Out-Law News 1 min. read
26 Jul 2006, 2:47 pm
Parallel cases dealing with the same issue are ongoing in the US and last Friday a San Francisco judge gave a separate, similar case the go ahead. But US District Judge Matthew Kennelly ruled in a Michigan court that this case would be dismissed.
"The court is persuaded that requiring AT&T to confirm or deny whether it has disclosed large quantities of telephone records to the federal government could give adversaries of this country valuable insight into the government's intelligence activities," said Kennelly.
AT&T is accused of passing on the phone records illegally to the National Security Agency (NSA). Kennelly said that he had received a written statement in the case from NSA director Lt General Keith Alexander and from National Intelligence Director John Negroponte.
The case was brought by the American Civil Liberties Union (ACLU) on behalf of several activists and author Studs Terkel who said that their constitutional rights had been infringed by the passing on of phone data.

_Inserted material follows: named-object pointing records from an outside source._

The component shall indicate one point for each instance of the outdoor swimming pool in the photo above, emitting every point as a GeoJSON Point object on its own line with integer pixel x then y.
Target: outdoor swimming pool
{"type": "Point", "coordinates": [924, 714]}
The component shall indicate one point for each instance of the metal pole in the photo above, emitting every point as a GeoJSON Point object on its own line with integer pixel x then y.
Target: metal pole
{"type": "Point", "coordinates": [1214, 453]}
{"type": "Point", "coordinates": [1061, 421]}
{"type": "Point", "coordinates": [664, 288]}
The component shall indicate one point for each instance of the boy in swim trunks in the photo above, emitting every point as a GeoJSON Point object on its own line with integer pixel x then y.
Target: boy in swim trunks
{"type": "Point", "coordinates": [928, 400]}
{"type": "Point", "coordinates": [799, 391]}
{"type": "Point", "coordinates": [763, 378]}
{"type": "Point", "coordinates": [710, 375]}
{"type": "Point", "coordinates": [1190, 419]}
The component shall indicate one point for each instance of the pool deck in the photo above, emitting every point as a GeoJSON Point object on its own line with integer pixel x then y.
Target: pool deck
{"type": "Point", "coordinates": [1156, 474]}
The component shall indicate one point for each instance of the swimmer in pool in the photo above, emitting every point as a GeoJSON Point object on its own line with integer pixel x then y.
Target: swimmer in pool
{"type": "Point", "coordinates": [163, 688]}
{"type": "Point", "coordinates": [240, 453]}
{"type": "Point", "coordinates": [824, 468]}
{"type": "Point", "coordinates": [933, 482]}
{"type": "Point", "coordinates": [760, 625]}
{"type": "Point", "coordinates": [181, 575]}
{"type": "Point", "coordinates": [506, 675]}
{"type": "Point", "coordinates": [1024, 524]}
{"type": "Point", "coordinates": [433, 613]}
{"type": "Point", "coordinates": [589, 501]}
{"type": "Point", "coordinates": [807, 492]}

The judge in the San Francisco case, which was brought by the Electronic Frontier Foundation, ruled that the case would not endanger national security because allegations of information being passed were so widely reported in the press. Kennelly said that news reports were speculation and had not been confirmed by security agencies or by AT&T.
"A private company – AT&T – should not be able to escape accountability for violating a federal statute and the privacy of their customers on the basis that a program widely discussed in public is secret," said ACLU of Illinois legal director Harvey Grossman. "Members of Congress publicly discussed the program of gathering data from telephone companies without lawful authorization in violation of existing federal law. "
"We believe that innocent Americans – including our clients in this case – should have a venue through the courts for vindicating their rights against the abuses and overreach of the executive branch.
Kennelly said that some of the information provided by Alexander and Negroponte was classified. He claimed that his decision was not based on the classified information and that he would issue a memorandum relating to the classified information which would also be classified and "unavailable for inspection by the public".
US senator Arlen Specter has proposed a plan to hear any challenges to the NSA's activities in a secret court under the Foreign Intelligence Surveillance Act.